By Brad S. Pulfer
When a parent captures his or her child doing something funny or remarkable on video, copyright law is probably not the first thing that crosses their mind. One mother found out about the frequent and unpredictable nature of copyright law when her family YouTube video was taken down at the request of music giant Universal Music Group. Stephanie Lenz uploaded the 29 second video which features two of her children rambunctiously roaming the family’s living room. It settles on a baby bobbing up and down to the tune of a song in the background. That song, the late Prince hit, “Let’s Go Crazy,” is barely audible and clearly not the subject matter Mrs. Lenz sought to capture in her video. Nonetheless, Universal Music found the presence of the song in the video a violation of their copyrights, and served YouTube with a “takedown” notice.
Universal Music was able to request YouTube to remove the video through the Digital Millennium Copyright Act or DMCA. The DMCA was enacted to empower copyright owners to more easily enforce their rights in an increasingly digital and connected environment. One of the most utilized aspects of the DMCA is the service of a “takedown” notice. A takedown notice is sent to service providers such as YouTube.
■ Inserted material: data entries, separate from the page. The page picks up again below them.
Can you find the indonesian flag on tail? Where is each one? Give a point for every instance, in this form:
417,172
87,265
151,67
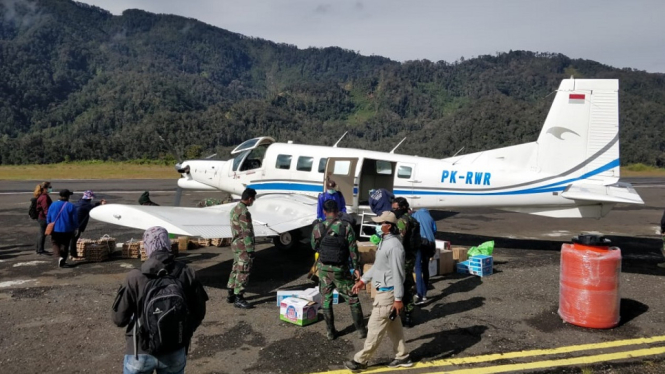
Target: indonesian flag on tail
576,98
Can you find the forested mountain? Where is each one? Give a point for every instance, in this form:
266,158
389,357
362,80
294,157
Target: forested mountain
78,83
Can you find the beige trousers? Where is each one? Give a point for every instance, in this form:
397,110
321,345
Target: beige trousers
378,325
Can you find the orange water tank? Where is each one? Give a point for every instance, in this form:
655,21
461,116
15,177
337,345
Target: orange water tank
589,283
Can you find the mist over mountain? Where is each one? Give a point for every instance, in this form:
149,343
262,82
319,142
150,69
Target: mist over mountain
77,83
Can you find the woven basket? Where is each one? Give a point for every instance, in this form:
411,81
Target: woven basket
221,242
131,249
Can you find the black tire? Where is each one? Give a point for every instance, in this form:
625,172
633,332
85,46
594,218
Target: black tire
287,241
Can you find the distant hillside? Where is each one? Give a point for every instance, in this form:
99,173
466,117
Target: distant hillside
78,83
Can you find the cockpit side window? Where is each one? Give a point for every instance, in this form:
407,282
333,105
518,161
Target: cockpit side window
283,162
238,159
255,158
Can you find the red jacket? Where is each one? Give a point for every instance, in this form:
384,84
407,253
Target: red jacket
43,203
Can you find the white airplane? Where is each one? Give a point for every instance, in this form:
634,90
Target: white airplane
572,170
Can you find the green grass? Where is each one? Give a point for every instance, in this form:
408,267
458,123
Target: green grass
94,169
642,170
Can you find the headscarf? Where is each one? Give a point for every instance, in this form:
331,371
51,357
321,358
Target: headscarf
156,239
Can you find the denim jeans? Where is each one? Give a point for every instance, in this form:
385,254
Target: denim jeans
172,363
422,274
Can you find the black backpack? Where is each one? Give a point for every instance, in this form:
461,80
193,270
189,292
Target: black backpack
32,211
332,248
164,323
413,236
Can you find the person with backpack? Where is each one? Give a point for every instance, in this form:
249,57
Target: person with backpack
335,242
427,250
63,218
39,205
330,194
409,233
243,244
161,305
83,207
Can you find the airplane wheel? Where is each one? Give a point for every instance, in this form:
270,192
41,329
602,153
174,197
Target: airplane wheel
287,241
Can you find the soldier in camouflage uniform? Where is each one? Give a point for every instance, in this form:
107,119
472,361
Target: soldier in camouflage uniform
404,224
335,241
242,245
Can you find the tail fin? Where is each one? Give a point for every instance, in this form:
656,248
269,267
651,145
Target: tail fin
581,132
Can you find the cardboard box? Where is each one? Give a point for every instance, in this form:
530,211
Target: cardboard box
480,271
183,243
481,261
367,252
281,295
442,244
446,262
460,253
298,311
463,267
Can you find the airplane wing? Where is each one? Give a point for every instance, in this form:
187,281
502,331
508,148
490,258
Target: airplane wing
271,215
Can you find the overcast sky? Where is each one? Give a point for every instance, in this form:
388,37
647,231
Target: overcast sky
628,33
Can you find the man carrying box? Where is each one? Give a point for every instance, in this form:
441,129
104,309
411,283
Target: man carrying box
335,242
387,276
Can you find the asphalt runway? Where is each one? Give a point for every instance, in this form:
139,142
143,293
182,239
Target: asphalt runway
64,313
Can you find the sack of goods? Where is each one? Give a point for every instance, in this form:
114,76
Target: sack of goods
221,242
131,249
92,250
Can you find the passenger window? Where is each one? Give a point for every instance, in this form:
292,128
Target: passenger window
342,167
283,162
383,167
404,172
304,163
322,165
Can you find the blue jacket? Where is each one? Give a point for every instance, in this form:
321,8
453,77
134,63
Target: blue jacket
380,201
323,197
84,207
68,220
427,224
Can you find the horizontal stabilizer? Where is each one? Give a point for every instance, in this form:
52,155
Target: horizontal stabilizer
616,193
271,216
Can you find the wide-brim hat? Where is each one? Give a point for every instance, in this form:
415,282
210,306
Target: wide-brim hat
385,217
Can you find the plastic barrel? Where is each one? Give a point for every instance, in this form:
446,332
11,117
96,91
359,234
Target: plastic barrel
589,285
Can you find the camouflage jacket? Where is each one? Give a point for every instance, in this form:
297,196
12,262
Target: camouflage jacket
320,230
242,228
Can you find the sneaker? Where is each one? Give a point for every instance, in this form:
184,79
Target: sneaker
403,363
355,366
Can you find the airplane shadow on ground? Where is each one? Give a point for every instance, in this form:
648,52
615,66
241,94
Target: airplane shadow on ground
640,255
271,270
446,343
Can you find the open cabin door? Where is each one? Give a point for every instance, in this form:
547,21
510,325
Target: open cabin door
343,171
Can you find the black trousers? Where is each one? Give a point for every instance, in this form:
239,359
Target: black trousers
41,237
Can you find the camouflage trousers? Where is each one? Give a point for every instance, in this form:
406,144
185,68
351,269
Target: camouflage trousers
242,265
331,277
409,284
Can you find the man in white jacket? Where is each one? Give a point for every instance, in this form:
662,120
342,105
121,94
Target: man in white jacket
387,276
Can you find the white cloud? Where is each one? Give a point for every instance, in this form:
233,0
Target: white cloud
612,32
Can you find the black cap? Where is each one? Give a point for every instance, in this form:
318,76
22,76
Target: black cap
66,193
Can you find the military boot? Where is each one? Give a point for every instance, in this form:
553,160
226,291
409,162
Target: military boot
359,322
231,298
242,303
408,320
330,324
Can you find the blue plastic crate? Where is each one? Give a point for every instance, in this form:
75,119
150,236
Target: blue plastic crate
481,260
463,267
481,271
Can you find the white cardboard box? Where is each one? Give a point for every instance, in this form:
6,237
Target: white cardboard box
298,311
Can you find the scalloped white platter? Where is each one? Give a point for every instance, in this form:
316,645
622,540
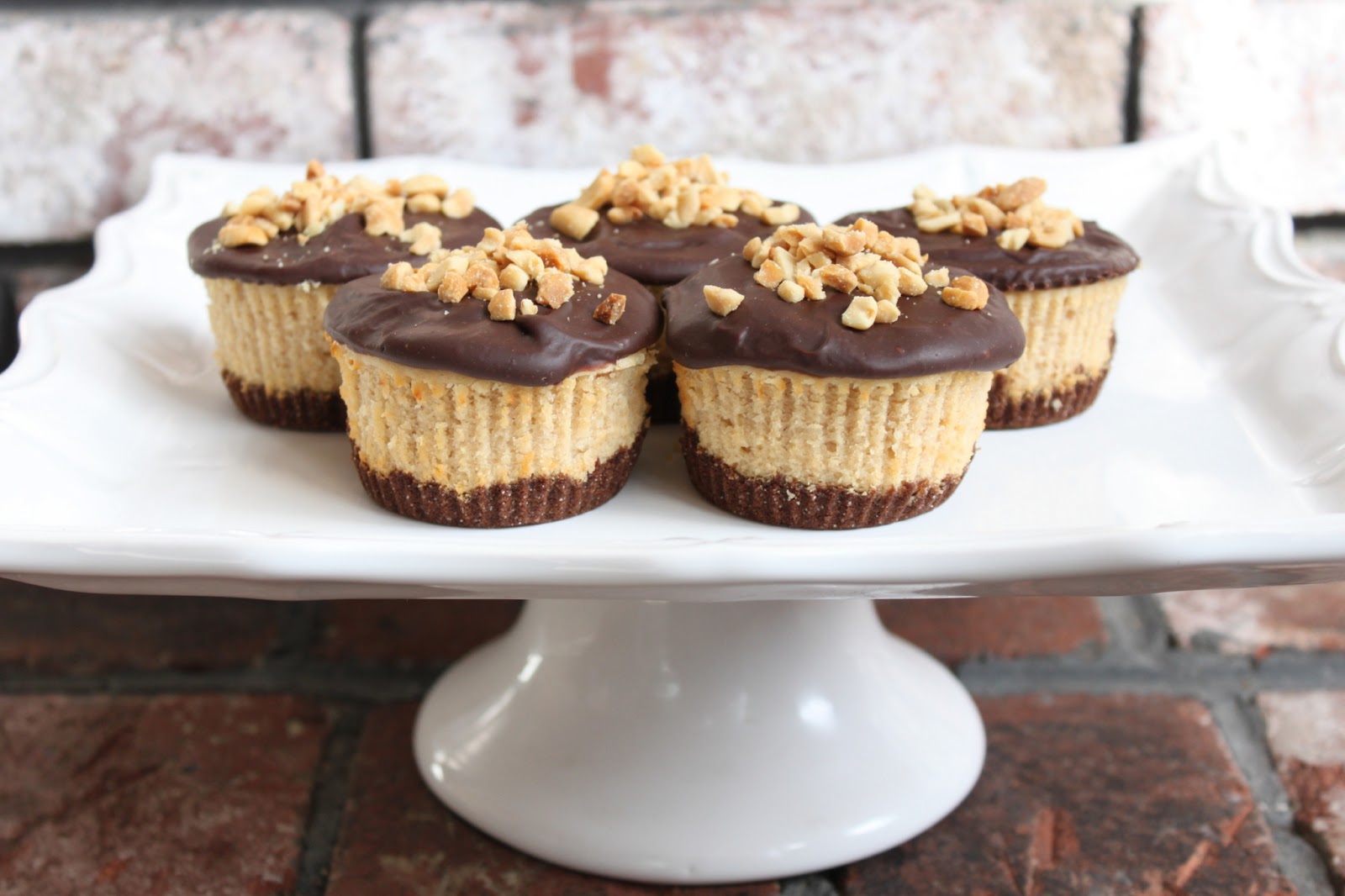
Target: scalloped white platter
1215,455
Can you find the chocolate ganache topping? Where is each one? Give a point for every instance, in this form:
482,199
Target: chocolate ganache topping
1093,257
340,253
650,250
420,329
1009,235
807,336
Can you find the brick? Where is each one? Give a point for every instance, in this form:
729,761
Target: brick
410,633
582,84
129,795
87,107
999,627
1271,74
1322,250
1113,794
62,631
1306,734
398,840
1255,620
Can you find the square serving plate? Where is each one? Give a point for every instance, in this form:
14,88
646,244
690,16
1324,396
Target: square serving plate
1215,455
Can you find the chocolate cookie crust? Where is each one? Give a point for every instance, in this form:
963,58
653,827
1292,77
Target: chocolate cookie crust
786,502
338,255
1040,409
1098,255
524,502
304,409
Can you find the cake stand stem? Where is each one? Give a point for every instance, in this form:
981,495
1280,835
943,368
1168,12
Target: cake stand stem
699,743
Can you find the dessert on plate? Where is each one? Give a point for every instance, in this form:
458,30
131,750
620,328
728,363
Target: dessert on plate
1063,277
272,262
833,378
501,383
661,221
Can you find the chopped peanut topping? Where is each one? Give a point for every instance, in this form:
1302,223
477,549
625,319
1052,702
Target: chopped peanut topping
723,300
678,194
861,314
970,293
804,261
1015,208
316,202
499,266
611,308
504,306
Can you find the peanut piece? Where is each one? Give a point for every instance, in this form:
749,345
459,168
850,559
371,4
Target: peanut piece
514,277
968,293
611,308
721,300
861,314
790,291
504,306
452,287
555,288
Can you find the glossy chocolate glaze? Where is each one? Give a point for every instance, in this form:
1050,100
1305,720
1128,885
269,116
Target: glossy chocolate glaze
652,252
419,329
1093,257
338,255
807,336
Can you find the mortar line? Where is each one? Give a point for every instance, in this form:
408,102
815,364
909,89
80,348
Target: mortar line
1174,673
1131,631
1243,730
360,82
296,629
814,884
327,804
8,320
1134,65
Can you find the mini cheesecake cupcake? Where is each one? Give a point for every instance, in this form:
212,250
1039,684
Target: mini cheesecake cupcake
831,378
497,385
1063,277
272,264
661,221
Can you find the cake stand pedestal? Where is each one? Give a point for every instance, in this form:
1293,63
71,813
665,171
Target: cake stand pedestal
699,743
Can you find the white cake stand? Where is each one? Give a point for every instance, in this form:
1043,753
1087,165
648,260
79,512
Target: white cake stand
690,697
699,741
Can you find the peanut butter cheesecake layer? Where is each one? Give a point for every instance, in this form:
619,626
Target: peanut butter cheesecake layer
1062,276
659,221
497,385
272,264
831,378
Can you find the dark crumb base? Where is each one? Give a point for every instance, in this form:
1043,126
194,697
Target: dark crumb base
787,502
1042,408
299,409
661,392
518,503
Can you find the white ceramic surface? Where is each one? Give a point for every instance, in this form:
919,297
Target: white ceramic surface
699,741
1215,455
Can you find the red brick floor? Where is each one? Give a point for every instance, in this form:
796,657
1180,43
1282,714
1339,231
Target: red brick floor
187,746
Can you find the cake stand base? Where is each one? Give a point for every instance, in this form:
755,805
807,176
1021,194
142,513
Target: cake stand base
696,743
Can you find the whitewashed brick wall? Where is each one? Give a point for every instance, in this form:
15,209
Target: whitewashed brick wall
92,96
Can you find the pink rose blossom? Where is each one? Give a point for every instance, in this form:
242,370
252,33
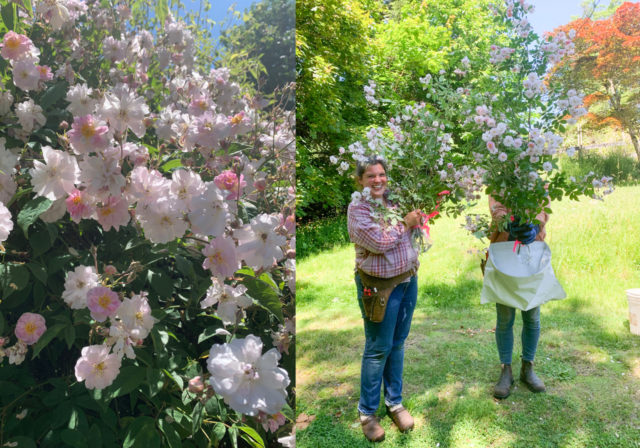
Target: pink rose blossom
196,385
228,180
79,205
88,134
221,257
15,45
102,303
97,368
30,327
114,212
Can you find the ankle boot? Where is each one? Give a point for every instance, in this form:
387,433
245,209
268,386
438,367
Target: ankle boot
502,389
372,429
528,377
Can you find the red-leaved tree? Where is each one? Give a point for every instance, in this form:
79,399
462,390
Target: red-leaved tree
606,67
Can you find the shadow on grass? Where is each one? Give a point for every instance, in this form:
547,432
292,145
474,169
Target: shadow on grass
451,365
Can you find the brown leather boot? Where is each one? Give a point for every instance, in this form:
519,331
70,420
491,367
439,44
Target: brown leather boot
529,377
401,418
372,429
502,389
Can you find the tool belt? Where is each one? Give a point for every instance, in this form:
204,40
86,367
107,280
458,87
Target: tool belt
376,292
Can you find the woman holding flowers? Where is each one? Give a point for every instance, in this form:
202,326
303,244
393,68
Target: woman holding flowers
384,252
524,233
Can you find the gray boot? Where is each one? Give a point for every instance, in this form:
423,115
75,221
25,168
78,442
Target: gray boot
529,377
502,389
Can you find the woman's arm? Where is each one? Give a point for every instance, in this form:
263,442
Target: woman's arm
365,232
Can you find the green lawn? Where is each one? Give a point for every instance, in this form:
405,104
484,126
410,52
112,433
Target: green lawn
587,357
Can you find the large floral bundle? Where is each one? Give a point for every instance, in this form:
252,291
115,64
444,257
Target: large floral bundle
420,156
146,237
513,129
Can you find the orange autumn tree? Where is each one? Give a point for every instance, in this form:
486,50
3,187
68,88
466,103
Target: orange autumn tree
606,67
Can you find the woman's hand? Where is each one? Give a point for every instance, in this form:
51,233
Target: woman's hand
412,219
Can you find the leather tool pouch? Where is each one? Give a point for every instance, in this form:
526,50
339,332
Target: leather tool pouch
376,292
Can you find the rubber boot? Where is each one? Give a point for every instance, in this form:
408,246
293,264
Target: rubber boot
529,377
502,389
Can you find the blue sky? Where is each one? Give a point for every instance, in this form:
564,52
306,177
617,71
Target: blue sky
552,13
220,10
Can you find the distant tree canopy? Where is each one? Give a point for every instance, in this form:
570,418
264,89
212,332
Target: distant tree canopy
267,35
606,67
342,44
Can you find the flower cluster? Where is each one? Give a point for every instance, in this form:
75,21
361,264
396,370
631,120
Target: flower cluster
126,136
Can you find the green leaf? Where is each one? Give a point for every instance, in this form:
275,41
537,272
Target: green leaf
161,283
47,337
13,277
196,417
171,435
155,381
142,433
264,294
53,94
128,379
70,335
218,432
31,211
162,9
233,434
251,436
38,271
170,165
22,442
176,378
208,332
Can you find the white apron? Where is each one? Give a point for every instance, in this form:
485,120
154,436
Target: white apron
523,279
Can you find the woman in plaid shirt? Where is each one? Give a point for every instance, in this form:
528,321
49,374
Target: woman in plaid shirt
383,251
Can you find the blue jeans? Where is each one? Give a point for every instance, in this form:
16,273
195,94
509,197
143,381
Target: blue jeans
383,357
504,332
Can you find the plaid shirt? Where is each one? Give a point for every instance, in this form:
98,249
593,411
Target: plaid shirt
381,251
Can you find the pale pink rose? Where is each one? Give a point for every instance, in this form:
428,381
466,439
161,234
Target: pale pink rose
45,73
114,212
88,134
161,222
57,176
15,45
196,385
221,257
77,284
228,180
102,303
30,327
26,75
97,368
79,205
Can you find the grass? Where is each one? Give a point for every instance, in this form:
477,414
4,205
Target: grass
587,357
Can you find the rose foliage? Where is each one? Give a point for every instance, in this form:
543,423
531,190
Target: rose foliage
501,137
147,237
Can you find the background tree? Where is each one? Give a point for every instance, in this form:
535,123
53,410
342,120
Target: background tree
605,67
266,35
342,44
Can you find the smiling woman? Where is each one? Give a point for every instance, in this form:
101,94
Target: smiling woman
386,284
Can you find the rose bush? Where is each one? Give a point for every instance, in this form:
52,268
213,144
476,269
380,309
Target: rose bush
146,236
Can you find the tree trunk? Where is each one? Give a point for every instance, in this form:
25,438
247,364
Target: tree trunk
634,139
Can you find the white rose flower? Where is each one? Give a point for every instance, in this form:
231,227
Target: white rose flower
248,381
77,285
96,367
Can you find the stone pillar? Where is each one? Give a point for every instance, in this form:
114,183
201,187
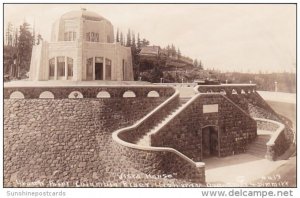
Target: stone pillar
200,176
55,68
66,68
270,155
104,68
276,88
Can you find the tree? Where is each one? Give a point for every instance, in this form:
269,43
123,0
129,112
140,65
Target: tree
133,41
195,63
117,36
121,39
24,47
200,65
178,53
8,34
128,41
138,42
145,43
173,50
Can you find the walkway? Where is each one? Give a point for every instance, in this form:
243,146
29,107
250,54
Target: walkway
238,170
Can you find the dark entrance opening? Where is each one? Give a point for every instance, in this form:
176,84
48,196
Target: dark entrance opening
210,146
98,71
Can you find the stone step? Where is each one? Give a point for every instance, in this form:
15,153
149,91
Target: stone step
258,145
260,155
256,150
145,140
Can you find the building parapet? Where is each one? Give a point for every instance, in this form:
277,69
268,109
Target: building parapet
228,88
175,161
114,91
278,142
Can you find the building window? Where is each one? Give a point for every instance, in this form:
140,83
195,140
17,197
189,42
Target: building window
107,69
88,37
60,66
74,36
211,108
51,67
70,36
123,69
92,37
89,69
70,67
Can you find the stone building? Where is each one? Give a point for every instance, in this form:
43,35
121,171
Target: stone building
82,48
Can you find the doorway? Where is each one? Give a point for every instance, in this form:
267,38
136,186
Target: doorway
98,71
210,143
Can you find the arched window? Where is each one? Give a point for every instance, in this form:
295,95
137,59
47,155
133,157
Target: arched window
70,36
75,94
89,69
16,94
51,67
129,94
103,94
60,66
70,66
46,94
153,94
107,69
92,37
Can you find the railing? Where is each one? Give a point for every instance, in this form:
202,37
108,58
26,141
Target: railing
200,97
277,144
193,171
228,88
89,91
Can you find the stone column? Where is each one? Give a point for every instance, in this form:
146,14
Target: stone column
200,176
66,68
55,68
270,155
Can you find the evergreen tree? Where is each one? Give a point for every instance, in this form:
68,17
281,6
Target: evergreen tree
138,42
169,50
128,41
24,47
133,41
9,35
121,39
117,36
178,53
173,50
195,63
145,43
201,65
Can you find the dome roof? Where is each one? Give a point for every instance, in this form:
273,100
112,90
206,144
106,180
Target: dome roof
83,13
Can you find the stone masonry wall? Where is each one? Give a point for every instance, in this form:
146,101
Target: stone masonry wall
184,132
153,162
65,140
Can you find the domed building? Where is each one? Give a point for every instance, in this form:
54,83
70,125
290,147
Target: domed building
82,48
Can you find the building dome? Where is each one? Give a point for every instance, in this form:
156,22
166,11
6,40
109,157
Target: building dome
83,13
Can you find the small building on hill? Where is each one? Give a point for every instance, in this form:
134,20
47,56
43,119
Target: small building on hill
82,48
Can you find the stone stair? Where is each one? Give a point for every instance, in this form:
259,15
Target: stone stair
145,140
258,147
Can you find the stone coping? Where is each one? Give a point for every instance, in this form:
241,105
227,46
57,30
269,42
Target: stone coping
115,136
183,107
229,85
276,133
87,91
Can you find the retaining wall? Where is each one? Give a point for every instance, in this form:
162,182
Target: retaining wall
67,140
184,132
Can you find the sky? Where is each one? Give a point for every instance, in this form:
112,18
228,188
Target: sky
227,37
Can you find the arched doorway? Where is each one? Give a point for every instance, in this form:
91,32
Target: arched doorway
210,141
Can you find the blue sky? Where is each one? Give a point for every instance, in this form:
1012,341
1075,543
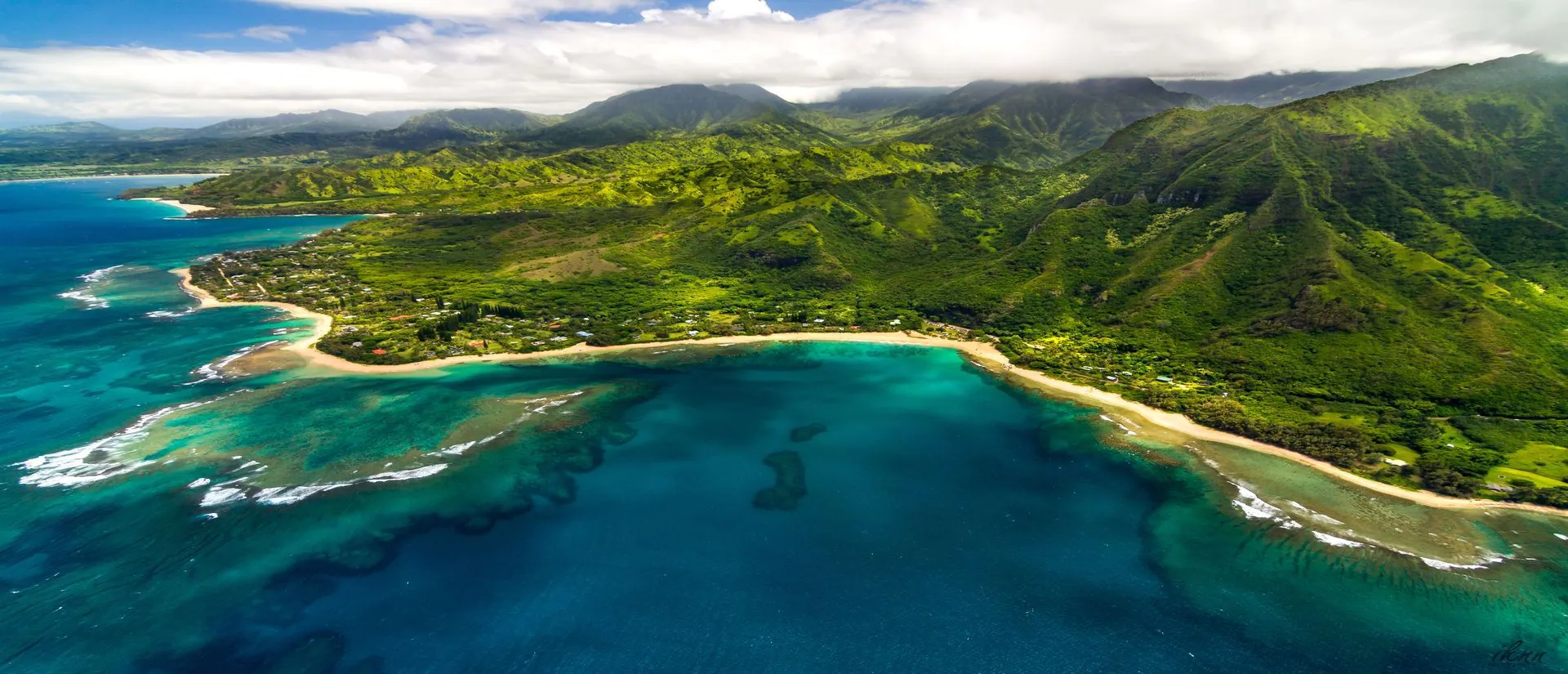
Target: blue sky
127,60
218,24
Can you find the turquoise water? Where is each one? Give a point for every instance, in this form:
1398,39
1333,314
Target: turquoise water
603,516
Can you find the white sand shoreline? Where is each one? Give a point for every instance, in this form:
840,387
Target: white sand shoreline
189,209
980,353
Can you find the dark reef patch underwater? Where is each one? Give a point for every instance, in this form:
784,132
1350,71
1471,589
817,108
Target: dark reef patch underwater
617,515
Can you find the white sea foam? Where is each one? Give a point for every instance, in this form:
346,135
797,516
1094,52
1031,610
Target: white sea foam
88,300
220,496
214,370
71,467
1450,566
295,494
85,292
1254,507
1336,541
284,496
1314,515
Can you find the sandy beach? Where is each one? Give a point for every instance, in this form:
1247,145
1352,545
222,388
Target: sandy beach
189,209
980,353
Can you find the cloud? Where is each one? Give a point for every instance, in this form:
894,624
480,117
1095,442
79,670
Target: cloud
463,10
555,66
270,33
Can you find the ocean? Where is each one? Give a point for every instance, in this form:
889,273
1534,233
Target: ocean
760,508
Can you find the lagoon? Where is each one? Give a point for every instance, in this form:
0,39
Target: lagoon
603,515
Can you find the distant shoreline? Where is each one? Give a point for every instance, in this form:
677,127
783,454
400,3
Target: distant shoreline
979,353
189,209
112,174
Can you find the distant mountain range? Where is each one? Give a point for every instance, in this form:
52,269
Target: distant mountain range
1275,90
1356,276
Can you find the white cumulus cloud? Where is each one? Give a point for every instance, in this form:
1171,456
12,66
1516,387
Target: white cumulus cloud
516,57
463,10
272,33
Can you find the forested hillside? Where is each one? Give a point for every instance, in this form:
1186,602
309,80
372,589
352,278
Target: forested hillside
1375,273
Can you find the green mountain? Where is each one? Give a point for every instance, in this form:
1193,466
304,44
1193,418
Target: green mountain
327,121
1281,88
1375,271
872,99
1037,124
465,127
649,114
756,95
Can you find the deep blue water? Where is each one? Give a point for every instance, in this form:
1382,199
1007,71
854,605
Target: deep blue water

The service provider should “expeditiously” work to remove the offending content in order to avoid any liability for infringement. Some content creators believe that the DMCA takedown procedures grant too much power to the copyright holder. They believe the DMCA is abused by corporate copyright holders to “bully” those who create and upload content to the internet.
Feeling that she was the subject of this “bullying” by Universal Music, Lenz sued Universal Music under a seldom used provision of the DMCA which prohibits copyright holders from misrepresenting their belief that the material subject to a takedown request is infringing their rights. Before sending a DMCA takedown request, the copyright holder must have a “good faith” belief that the use of the material is not authorized by the copyright owner or the law. This low standard has led to a “shoot first, think later” mentality for rights holders’ service of takedown requests. In a case before the Ninth Circuit, the court sought to curtail such overuse by ruling that copyright holders must consider fair use of the copyrighted material before they send a takedown request.
While this decision seemingly imposed a greater duty on rights holders, and was initially viewed as a win for content producers. The court’s broadened requirement that copyright holders consider fair use before issuing a takedown notice remains capable of abuse as long as the consideration is subjective. Concerned that the Ninth Circuit decision does not do enough to prevent abuse of the DMCA takedown procedures, Lenz has sought review by the Supreme Court. In her petition to the High Court, Lenz urges the Justices to consider an objectively reasonable standard as opposed to the subjective standard as set forth by the Ninth Circuit. Such a change would require copyright holders to perform a much more thorough analysis of potential fair use before serving a takedown notice.
Whether you are a copyright holder seeking to enforce your rights online or a content creator anxious about abuse of the takedown procedures, the Lenz v. Universal Music Corp. case is one to keep a close eye on as the Supreme Court considers its next round of cases.